An early trip in the Kombi was to the Newmarket races to attend an Air New Zealand-sponsored meeting with the late chairman Bob Owens, of Tauranga. We parked in the members' car park with the Rolls-Royces, which embarrassed a few officials.
Next was the 1982 New Zealand Maori tour of Wales, during which a convoy of 30-50 campervans (mostly Kombis) followed the team and enjoyed the Welsh hospitality. I have some great memories of car parks outside rugby clubs crammed with Kombis and vans enjoying the facilities the Welsh had opened up for their New Zealand friends.
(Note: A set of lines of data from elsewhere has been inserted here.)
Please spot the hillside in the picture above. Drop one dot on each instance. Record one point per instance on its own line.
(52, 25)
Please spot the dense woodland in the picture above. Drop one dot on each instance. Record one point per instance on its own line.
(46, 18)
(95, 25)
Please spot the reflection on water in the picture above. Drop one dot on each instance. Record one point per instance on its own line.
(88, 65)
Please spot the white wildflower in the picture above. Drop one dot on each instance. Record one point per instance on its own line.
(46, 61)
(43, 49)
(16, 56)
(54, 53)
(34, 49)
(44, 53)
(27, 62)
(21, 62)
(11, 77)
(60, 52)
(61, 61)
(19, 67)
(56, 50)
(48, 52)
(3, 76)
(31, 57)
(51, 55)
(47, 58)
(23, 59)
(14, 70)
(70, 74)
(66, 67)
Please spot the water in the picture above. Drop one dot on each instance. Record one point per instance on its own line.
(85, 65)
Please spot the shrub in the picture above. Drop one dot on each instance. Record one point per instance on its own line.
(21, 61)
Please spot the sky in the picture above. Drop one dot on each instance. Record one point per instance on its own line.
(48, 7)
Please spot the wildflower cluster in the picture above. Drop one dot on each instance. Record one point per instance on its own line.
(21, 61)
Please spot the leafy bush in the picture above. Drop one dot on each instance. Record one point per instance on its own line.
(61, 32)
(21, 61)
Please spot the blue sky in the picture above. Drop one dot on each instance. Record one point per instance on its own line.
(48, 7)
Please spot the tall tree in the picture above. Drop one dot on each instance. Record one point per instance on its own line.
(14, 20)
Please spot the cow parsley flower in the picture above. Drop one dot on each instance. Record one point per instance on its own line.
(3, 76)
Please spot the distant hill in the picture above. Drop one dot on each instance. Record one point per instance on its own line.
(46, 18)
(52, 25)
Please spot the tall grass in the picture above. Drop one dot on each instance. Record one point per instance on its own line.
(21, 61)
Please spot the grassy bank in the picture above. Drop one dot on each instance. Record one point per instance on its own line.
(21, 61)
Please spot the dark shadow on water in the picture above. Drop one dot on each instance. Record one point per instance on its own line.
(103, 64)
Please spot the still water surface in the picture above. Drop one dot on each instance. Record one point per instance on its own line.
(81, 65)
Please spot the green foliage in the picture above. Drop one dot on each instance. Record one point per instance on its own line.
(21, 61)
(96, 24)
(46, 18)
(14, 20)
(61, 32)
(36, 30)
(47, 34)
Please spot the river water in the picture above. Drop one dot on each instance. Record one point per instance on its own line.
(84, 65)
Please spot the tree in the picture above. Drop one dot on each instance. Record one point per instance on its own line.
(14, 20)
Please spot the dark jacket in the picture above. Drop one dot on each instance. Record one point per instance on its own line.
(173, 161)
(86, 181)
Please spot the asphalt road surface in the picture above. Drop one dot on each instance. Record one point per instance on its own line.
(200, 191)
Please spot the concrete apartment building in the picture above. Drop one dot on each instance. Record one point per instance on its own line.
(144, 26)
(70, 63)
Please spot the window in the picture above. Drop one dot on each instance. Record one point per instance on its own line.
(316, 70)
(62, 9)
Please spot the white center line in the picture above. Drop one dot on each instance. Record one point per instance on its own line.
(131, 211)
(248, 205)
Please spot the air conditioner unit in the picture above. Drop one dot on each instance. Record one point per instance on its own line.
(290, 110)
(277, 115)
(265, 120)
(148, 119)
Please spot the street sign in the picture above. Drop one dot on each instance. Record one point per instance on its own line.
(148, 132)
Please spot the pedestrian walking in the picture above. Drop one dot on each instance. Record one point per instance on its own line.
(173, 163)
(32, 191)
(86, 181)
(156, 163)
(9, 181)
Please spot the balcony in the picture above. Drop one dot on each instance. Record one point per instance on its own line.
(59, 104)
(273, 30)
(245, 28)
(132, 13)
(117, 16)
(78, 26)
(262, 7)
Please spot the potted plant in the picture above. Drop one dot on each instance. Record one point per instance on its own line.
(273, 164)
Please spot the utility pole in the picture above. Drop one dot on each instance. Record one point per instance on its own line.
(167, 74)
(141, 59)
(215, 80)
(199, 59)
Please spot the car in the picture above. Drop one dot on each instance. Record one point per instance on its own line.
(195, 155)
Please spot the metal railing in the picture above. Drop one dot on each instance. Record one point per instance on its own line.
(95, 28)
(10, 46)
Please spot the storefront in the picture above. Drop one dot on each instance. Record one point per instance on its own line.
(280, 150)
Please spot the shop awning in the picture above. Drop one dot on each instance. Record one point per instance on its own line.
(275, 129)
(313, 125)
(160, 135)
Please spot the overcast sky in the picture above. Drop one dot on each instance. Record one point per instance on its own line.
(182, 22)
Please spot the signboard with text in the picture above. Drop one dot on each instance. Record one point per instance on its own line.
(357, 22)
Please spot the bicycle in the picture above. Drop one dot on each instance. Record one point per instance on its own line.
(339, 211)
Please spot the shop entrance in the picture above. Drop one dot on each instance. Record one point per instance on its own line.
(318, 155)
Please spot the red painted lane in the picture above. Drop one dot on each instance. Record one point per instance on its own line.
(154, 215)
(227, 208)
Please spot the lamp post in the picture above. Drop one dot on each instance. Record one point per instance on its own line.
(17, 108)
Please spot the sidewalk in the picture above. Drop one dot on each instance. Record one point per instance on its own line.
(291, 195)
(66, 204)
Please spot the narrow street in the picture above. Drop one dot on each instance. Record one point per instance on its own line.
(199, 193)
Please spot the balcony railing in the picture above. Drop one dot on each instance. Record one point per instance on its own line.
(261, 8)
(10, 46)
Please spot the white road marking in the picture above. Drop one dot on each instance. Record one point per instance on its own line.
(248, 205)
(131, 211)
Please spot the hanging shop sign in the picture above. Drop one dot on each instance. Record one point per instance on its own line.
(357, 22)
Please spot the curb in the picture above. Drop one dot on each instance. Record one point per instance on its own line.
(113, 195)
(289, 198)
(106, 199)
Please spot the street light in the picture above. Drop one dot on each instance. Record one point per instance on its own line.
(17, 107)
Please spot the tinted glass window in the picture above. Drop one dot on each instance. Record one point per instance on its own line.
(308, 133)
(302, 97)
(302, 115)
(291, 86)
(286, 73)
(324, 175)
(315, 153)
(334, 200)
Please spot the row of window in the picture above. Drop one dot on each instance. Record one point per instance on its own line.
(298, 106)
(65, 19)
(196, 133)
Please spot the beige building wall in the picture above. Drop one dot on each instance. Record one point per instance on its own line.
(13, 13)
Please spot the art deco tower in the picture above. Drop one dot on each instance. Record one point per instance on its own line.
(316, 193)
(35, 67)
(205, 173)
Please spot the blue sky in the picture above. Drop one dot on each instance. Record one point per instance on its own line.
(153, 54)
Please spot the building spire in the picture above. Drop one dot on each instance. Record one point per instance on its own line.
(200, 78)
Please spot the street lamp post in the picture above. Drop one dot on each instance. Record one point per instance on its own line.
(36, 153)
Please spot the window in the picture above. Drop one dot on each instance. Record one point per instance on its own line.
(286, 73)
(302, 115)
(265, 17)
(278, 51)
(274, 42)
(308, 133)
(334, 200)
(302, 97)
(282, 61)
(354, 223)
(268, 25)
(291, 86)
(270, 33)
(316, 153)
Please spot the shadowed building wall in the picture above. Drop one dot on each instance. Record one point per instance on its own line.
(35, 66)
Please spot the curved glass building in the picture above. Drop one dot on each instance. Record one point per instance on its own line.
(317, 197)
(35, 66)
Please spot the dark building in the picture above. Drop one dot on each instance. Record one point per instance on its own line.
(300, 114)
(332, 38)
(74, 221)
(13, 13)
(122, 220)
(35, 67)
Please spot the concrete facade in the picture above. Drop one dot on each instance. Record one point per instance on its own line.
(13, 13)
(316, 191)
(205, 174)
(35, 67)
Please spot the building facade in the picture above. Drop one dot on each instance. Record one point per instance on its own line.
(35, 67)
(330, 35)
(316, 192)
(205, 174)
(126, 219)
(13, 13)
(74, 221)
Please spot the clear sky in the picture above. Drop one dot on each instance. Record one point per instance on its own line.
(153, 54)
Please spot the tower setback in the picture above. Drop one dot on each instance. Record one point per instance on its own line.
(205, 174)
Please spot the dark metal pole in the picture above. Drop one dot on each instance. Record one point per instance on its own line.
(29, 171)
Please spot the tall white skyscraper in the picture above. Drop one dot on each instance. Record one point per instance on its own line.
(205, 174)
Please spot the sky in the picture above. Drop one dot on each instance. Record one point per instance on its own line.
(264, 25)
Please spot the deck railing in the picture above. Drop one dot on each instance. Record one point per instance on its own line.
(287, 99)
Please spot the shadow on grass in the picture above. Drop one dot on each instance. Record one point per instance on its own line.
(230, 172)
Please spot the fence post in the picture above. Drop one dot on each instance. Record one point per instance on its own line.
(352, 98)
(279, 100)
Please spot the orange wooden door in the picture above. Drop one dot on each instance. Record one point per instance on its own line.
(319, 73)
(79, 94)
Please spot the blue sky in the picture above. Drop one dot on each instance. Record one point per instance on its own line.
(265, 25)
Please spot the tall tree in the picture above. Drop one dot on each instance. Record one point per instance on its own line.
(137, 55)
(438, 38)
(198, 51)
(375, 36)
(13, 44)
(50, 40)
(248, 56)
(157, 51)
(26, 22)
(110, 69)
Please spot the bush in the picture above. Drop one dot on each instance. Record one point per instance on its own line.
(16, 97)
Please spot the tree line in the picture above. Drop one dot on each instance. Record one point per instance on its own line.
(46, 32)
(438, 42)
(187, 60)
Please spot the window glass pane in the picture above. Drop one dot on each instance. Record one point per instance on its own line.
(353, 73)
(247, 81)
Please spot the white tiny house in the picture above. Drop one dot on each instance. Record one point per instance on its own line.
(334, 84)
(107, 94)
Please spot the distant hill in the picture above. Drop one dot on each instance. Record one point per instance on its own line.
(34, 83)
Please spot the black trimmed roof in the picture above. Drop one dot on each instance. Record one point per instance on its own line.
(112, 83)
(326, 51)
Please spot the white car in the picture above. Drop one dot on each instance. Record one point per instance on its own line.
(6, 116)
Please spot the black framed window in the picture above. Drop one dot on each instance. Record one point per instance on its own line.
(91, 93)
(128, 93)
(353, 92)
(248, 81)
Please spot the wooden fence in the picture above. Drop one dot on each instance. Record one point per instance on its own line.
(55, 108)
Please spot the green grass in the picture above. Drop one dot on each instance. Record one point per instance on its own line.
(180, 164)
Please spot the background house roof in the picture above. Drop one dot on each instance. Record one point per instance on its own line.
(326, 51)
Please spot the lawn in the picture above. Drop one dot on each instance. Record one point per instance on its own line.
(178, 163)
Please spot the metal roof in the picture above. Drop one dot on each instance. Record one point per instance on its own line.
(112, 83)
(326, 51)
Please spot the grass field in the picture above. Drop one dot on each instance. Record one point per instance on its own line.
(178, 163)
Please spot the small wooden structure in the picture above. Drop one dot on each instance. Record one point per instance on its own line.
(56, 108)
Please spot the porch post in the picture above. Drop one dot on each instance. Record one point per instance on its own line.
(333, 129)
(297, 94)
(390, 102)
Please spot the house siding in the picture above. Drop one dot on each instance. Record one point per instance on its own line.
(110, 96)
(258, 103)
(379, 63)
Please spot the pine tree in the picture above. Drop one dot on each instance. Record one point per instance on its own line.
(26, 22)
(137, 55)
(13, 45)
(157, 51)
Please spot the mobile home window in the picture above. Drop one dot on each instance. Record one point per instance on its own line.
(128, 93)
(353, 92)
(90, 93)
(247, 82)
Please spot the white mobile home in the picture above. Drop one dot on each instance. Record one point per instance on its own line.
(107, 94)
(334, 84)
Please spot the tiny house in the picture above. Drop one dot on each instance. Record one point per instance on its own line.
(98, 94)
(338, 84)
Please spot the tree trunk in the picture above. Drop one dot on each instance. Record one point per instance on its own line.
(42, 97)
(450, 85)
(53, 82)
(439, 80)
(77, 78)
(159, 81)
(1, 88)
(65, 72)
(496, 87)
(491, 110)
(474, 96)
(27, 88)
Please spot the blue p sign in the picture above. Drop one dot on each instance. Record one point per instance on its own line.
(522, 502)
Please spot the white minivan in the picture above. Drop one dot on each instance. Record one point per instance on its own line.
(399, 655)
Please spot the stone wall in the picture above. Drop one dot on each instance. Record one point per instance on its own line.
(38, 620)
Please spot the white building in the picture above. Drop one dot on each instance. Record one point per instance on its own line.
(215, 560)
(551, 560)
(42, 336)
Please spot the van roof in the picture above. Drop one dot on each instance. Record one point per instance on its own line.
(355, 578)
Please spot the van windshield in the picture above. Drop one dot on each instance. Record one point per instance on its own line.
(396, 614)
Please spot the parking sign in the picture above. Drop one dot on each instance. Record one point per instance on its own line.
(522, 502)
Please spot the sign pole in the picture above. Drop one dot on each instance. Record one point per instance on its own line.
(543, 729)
We moved on to Europe to find work in an Austrian ski resort, which proved a very cold trip. I did not know the heat exchangers had been removed. We parked up there for the winter as it was a little scary to drive on icy roads.
Roll on April 1983, and we were off on an excursion south through Italy to Brindisi and then Corfu. I was required to have a stamp in my passport to say that when I left Greece I would be taking my Kombi out with me. A few people may have tried to sell their vehicles, which was against the law. What followed was a month in convoy with two other Kombis driving around the Peloponnese peninsula, doing free-camping.
We arrived back in northern Greece before our first major breakdown. The rocker covers had rusted through so we covered them with Araldite and sat in a tavern while our repairs dried. We rolled on to Yugoslavia (where petrol coupons were needed) and the Dubrovnik coast. It proved an interesting country and mixture of people, on the verge of the ethnic war that was to follow in the 1990s.
We travelled back through Austria in summer and back to London via Germany, France and Belgium to find work. Summer was spent working in a Cornwall caravan park with some time hop-picking in Kent.
More travelling around the UK, to the top of Scotland followed, then back to Austria for another winter working, domiciled in Kitzbuhul, Tyrol. After more travel on the way back to England in spring, we decided to sell the Kombi back at Hungerford Bridge where it all started.
We had bought the Kombi from some Australians in 1982 for 900 and sold it two years later for 800 to some more Australians.
It's a small world though. Later in Munich for Oktoberfest, I recognised the old Kombi being driven into Thalkirchen campsite by an old friend from Tauranga.
• Dave Honeyfield has been living in Dunedin since 1991.